1991’de Sosyalist rejimin yıkılmasının ardından, Bulgaristan Türk azınlığa yönelik asimilasyon politikalarını terk ederek, Türkiye ile ilişkilerini oldukça olumlu bir temele oturtmuştur.
2007’de Bulgaristan Avrupa Topluluğu’na ilk adımı attı.

Bulgar Halkı :

Bulgaristan’da bulunduğum sürece en ufak bir olumsuzlukla karşılaşmadım. Aksine gerektiğinde Bulgar halkından gerekli ilgi ve yardımı gördüm.

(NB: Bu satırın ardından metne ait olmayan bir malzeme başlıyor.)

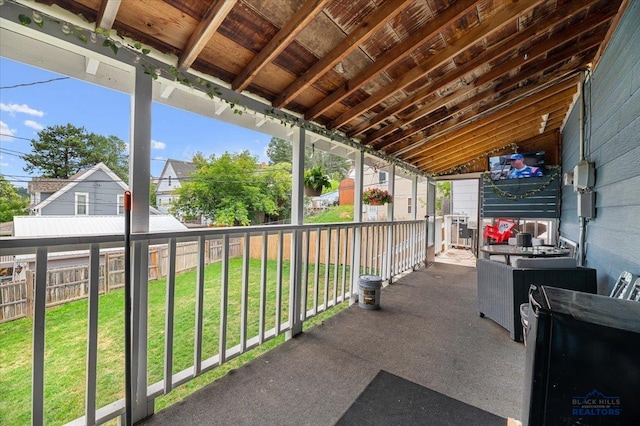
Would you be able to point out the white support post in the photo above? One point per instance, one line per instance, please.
(391, 258)
(414, 217)
(297, 218)
(357, 232)
(139, 179)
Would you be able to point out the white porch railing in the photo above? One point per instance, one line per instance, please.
(331, 257)
(457, 232)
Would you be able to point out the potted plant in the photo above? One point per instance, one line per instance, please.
(376, 197)
(315, 180)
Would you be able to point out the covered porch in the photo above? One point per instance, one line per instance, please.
(432, 91)
(427, 331)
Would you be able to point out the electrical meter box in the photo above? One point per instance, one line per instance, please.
(583, 175)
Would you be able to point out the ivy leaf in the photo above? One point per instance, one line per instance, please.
(24, 19)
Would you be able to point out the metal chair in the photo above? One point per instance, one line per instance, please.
(499, 232)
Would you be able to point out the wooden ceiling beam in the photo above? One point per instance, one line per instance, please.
(550, 61)
(480, 149)
(392, 57)
(207, 27)
(541, 49)
(501, 130)
(512, 42)
(536, 52)
(107, 13)
(526, 94)
(367, 28)
(463, 150)
(475, 151)
(289, 31)
(492, 24)
(530, 103)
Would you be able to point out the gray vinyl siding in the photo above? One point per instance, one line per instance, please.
(613, 143)
(103, 195)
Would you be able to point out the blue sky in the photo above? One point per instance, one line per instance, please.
(26, 110)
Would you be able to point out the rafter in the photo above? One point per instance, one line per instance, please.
(479, 149)
(462, 149)
(530, 92)
(571, 50)
(496, 22)
(524, 117)
(526, 103)
(392, 57)
(305, 14)
(365, 30)
(512, 42)
(107, 13)
(209, 24)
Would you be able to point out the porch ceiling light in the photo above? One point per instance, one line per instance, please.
(543, 123)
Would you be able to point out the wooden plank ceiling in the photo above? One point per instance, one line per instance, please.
(438, 84)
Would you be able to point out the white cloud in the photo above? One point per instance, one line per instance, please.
(33, 124)
(12, 109)
(158, 144)
(6, 134)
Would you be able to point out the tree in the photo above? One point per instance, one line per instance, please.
(281, 151)
(11, 203)
(233, 189)
(62, 151)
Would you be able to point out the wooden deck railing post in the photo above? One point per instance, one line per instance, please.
(29, 287)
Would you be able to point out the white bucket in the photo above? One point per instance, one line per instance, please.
(369, 287)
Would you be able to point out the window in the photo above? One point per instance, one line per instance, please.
(82, 203)
(382, 177)
(120, 207)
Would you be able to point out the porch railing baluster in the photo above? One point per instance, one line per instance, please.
(327, 261)
(375, 247)
(245, 293)
(263, 285)
(197, 350)
(92, 333)
(224, 300)
(39, 292)
(169, 315)
(316, 273)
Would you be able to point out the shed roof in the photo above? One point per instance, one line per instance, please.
(57, 226)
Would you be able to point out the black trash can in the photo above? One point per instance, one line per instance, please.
(369, 288)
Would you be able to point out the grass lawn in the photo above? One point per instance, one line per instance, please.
(332, 215)
(66, 338)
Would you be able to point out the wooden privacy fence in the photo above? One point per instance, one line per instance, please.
(71, 283)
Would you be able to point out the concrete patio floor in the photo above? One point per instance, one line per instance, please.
(427, 331)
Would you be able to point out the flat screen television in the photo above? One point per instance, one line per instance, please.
(503, 166)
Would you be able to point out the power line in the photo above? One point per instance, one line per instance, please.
(14, 137)
(34, 83)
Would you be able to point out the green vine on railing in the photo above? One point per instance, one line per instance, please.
(486, 177)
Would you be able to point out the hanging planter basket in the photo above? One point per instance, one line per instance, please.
(376, 197)
(310, 191)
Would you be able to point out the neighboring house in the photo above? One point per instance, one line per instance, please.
(57, 226)
(92, 192)
(403, 204)
(173, 173)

Ayrıca 2000’li yıllar öncesini bildiğim Bulgaristan’ın, özellikle Avrupa Topluluğu’na adım attıktan sonra, her yönden geliştiğini söyleyebilirim.

Bulgaristan’daki UNESCO Dünya Mirasları :
*Boyana Church
*Madara Rider
*Rock-Hewn Churches of Ivanovo
*Thracian Tomb of Kazanlak
*Ancient City of Nesebar
*Pirin National Park
*Rila Monastery
*Srebarna Nature Reserve
*Thracian Tomb of Sveshtari
*Ancient and Primeval Beech Forests of the Carpathians and Other Regions of Europe

 

Veliko Tarnovo’dan Bulgaristan’ın Karadeniz kıyısındaki kenti Varna’ya geçtim. Sofya ve Filibe’den sonra, 350 bin civarındaki nüfusuyla Bulgaristan’ın üçüncü büyük kenti olan Varna, aynı zamanda önemli bir liman. Türklerin de yaşadığı bu kentte, söylenildiğine göre Varna Üniversitesinde eğitim gören 35 bin öğrencinin % 10 kadarı Türkmüş.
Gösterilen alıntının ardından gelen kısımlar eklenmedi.